Expect a strong FY17 earnings for PPB. PPB Group Berhad (PPB) is expected to release its FY17 financial result on 28-February. We believe that the FY17 earnings should be stronger yoy. This is in line with Wilmar FY17 Core Net Profit (CNP) of USD1.05b which has shown decent earnings growth of 7% yoy.
Wilmar FY17 earnings is above our expectation. Wilmar’s FY17 CNP of USD1.05b is above our expectation at 108% of our estimate due to better than expected crush margin in the Oilseeds and Grains (OAG) division. Against consensus, Wilmar’s CNP is in line at 98% of consensus estimate. A final dividend of 7.0 SGD cents is announced and this is above our expectation of 5.0 SGD cents.
Wilmar’s Oilseeds and Grains segment is the star performer. The good earnings growth is caused by strong earnings growth in the Oilseeds and Grains segment.

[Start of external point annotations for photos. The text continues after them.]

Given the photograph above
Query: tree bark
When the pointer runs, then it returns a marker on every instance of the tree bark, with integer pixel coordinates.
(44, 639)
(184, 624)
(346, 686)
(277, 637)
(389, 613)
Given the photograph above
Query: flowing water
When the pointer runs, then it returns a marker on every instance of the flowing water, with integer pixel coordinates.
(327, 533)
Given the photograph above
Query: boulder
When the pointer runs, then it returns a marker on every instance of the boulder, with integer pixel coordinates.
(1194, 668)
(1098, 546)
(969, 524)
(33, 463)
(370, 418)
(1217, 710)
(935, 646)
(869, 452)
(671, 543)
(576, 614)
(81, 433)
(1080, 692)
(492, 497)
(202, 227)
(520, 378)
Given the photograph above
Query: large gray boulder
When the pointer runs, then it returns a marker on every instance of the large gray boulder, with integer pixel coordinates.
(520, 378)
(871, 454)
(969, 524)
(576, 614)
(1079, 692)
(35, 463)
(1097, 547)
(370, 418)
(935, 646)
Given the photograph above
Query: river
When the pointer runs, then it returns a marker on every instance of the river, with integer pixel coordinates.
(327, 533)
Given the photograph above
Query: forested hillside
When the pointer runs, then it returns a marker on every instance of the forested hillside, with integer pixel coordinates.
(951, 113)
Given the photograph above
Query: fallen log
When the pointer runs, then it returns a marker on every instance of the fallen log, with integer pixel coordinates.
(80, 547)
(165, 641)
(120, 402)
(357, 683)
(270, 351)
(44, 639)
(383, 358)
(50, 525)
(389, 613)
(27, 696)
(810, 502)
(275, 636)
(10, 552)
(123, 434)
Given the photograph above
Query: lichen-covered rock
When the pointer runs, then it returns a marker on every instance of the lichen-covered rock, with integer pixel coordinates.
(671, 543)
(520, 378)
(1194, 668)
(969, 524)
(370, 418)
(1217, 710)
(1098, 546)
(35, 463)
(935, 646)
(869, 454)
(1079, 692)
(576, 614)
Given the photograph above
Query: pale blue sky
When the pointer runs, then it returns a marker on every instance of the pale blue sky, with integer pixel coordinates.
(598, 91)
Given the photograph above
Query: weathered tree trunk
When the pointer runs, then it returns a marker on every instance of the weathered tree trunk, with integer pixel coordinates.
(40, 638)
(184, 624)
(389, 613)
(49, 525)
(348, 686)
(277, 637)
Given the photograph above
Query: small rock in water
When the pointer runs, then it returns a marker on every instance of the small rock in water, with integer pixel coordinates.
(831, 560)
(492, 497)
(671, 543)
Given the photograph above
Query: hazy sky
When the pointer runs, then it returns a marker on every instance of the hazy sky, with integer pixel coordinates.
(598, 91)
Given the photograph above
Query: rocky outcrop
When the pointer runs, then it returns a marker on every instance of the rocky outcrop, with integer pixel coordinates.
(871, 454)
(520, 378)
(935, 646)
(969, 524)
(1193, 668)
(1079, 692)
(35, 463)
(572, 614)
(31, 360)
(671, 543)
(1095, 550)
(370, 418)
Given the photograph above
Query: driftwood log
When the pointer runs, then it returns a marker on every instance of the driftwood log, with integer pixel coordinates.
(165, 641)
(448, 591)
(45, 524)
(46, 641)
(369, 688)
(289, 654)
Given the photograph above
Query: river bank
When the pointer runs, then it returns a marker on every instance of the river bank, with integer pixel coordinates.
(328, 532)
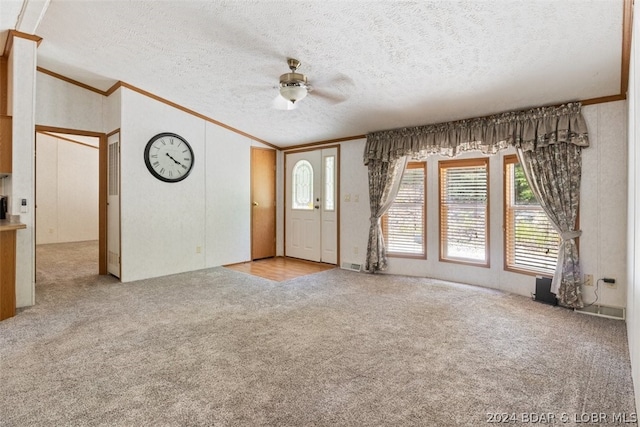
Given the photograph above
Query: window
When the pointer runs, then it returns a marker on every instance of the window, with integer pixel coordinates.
(464, 201)
(531, 242)
(403, 225)
(302, 186)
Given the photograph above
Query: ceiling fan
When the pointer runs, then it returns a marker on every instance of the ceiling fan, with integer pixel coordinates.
(294, 87)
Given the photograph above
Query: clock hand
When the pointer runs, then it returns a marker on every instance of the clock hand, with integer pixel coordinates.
(175, 161)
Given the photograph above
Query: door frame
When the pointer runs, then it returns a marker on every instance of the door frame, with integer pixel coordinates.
(102, 187)
(338, 209)
(275, 211)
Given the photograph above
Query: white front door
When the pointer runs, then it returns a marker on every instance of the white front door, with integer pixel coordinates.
(312, 205)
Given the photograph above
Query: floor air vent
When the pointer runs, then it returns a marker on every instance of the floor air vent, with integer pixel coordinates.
(351, 266)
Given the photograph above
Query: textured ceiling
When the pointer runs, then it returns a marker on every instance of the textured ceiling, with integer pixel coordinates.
(397, 63)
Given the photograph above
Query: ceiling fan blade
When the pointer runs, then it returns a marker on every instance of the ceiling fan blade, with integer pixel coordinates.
(279, 103)
(334, 98)
(340, 82)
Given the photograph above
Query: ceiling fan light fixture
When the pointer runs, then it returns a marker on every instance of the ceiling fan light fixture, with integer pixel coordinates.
(293, 86)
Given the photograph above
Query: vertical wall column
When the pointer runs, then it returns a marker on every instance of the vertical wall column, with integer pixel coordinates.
(22, 91)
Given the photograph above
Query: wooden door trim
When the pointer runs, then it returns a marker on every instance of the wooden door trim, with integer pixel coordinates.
(102, 187)
(338, 207)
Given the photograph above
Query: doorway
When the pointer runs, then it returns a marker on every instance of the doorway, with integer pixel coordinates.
(69, 202)
(312, 204)
(263, 203)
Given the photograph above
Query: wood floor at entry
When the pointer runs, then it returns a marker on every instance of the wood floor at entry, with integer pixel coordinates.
(280, 268)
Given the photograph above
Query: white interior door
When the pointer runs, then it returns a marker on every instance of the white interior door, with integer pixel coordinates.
(312, 205)
(113, 206)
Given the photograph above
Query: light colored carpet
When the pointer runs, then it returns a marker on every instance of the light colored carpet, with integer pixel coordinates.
(221, 348)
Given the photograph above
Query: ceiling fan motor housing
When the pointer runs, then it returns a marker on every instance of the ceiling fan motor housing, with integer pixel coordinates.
(293, 86)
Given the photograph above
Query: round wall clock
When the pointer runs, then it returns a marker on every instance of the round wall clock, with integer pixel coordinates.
(168, 157)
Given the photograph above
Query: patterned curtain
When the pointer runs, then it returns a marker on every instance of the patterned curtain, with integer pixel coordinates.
(554, 172)
(549, 141)
(384, 182)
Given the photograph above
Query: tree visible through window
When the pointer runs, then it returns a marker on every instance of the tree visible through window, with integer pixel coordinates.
(403, 225)
(531, 242)
(464, 201)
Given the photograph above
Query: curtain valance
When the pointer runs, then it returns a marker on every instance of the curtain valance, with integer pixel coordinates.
(526, 130)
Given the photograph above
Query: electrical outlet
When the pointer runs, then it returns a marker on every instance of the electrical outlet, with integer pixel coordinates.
(610, 283)
(588, 279)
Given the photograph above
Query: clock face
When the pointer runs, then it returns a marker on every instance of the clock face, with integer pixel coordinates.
(168, 157)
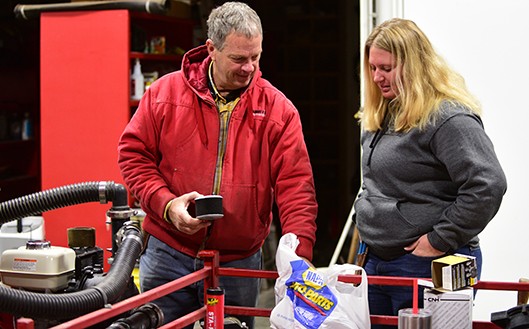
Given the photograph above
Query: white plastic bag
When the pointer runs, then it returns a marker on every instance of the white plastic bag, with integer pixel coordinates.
(307, 298)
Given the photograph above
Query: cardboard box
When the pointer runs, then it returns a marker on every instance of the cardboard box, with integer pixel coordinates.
(454, 272)
(179, 9)
(450, 309)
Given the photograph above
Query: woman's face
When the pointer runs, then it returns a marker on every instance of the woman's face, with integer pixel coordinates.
(383, 71)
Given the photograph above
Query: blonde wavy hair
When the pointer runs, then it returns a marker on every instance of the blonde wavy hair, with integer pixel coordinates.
(423, 80)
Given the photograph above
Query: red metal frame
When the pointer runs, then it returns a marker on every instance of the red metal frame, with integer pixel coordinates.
(211, 274)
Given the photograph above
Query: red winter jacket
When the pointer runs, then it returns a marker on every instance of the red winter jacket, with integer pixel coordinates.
(170, 148)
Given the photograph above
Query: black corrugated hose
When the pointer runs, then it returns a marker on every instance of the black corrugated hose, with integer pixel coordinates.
(70, 305)
(150, 6)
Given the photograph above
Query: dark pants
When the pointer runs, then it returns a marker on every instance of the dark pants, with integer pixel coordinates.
(161, 264)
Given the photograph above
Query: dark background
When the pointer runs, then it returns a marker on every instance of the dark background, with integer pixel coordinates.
(310, 52)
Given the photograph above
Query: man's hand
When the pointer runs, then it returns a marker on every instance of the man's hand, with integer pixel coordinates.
(181, 219)
(423, 248)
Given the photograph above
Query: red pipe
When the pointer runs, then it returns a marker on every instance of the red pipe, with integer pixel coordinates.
(211, 273)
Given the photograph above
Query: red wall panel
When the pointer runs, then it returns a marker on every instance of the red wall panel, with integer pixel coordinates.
(84, 109)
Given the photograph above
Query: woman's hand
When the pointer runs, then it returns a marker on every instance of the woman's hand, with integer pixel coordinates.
(180, 217)
(423, 248)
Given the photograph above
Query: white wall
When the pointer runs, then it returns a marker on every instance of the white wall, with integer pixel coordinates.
(487, 42)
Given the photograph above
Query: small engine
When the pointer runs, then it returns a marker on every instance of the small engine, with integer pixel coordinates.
(38, 266)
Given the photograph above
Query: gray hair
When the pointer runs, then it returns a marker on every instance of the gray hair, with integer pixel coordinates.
(231, 17)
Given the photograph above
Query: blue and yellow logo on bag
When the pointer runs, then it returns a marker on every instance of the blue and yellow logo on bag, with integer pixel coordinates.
(313, 301)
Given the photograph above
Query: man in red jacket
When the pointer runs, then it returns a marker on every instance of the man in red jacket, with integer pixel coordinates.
(217, 127)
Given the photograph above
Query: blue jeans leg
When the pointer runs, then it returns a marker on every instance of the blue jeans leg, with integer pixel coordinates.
(388, 300)
(161, 264)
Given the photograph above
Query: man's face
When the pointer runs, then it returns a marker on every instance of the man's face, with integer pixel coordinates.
(383, 71)
(235, 65)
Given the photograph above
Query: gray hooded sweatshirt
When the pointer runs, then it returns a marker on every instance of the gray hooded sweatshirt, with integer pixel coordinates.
(444, 180)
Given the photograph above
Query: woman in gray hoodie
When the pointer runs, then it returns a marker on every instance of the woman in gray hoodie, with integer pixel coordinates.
(431, 178)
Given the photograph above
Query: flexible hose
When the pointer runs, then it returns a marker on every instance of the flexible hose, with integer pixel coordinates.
(150, 6)
(36, 203)
(70, 305)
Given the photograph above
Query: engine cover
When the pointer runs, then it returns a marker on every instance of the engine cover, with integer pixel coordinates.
(37, 266)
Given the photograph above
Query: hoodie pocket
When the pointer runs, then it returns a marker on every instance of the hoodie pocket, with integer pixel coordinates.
(380, 222)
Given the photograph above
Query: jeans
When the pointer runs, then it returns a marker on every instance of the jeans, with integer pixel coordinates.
(388, 300)
(161, 264)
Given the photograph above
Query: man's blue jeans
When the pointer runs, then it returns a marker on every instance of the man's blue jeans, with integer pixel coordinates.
(388, 300)
(161, 264)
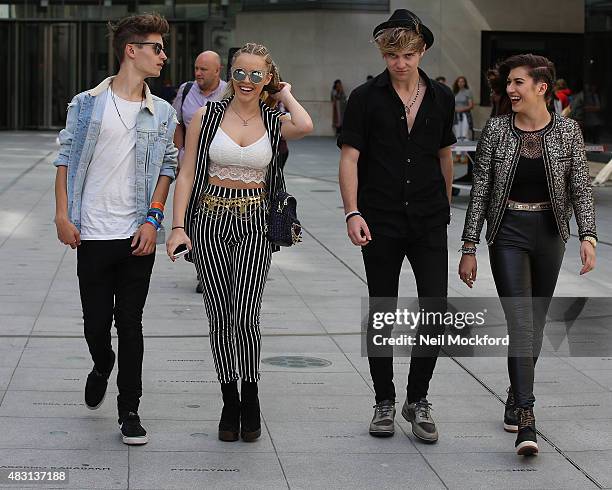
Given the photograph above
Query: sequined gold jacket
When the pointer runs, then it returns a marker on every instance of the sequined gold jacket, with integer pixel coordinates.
(567, 174)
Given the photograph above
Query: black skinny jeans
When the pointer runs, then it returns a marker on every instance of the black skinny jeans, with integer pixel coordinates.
(114, 284)
(383, 258)
(526, 257)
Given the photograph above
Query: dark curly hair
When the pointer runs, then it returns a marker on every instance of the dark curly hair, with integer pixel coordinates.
(539, 68)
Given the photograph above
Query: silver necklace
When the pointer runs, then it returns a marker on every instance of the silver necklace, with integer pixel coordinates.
(418, 89)
(245, 122)
(119, 114)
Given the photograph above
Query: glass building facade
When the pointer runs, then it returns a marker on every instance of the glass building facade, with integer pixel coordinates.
(52, 49)
(597, 87)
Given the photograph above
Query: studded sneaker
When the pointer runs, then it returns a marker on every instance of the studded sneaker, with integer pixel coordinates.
(419, 415)
(510, 418)
(526, 441)
(383, 422)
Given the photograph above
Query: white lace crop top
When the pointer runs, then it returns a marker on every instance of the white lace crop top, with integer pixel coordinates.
(229, 160)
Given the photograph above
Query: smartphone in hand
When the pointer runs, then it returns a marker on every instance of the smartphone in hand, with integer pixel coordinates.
(180, 251)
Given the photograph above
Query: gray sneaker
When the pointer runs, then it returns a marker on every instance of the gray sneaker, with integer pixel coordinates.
(383, 424)
(419, 415)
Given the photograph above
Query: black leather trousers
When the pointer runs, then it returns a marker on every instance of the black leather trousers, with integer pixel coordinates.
(525, 260)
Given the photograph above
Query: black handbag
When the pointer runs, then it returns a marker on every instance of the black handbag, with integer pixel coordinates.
(284, 229)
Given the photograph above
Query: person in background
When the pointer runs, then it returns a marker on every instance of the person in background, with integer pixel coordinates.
(593, 120)
(338, 98)
(464, 103)
(441, 80)
(193, 95)
(563, 93)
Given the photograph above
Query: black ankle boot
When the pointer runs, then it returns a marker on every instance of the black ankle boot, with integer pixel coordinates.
(229, 425)
(250, 418)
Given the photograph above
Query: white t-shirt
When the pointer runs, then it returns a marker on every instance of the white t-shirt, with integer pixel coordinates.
(108, 210)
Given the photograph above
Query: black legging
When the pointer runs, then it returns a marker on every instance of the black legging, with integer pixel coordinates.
(525, 260)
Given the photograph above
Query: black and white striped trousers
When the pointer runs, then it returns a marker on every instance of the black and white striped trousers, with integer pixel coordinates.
(232, 257)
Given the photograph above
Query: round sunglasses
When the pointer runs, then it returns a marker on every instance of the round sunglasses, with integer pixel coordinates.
(256, 76)
(157, 47)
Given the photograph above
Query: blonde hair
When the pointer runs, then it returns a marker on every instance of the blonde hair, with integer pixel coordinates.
(271, 68)
(397, 39)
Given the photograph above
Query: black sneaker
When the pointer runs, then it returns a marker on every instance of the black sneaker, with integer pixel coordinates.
(132, 432)
(95, 388)
(510, 417)
(526, 441)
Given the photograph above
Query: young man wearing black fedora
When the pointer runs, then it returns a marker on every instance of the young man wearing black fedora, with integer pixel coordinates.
(396, 176)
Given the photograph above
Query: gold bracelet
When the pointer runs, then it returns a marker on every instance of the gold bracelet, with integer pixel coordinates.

OAG segment registered PBT of USD735m (against FY16's PBT of USD251m) due to higher sales volume and good crush margins. However, Tropical Oils segment PBT declined 38% yoy to USD426m due to lower downstream margins.
Wilmar to list its China operations soon? Wilmar mentioned that its internal restructuring of the Group’s China operations, with a view to a possible separate listing, has been largely completed. However, it mentioned that it is still at evaluation stage. We are positive on the news and believe that the corporate exercise will be completed eventually either in FY18 or 1HFY19.
Increase PPB earnings estimate. We have increased our FY17 CNP estimate by 12% to RM1.07b. We also maintain our FY18 CNP estimate by 14% to RM1.12b. We have imputed higher crush margin in the OAG division.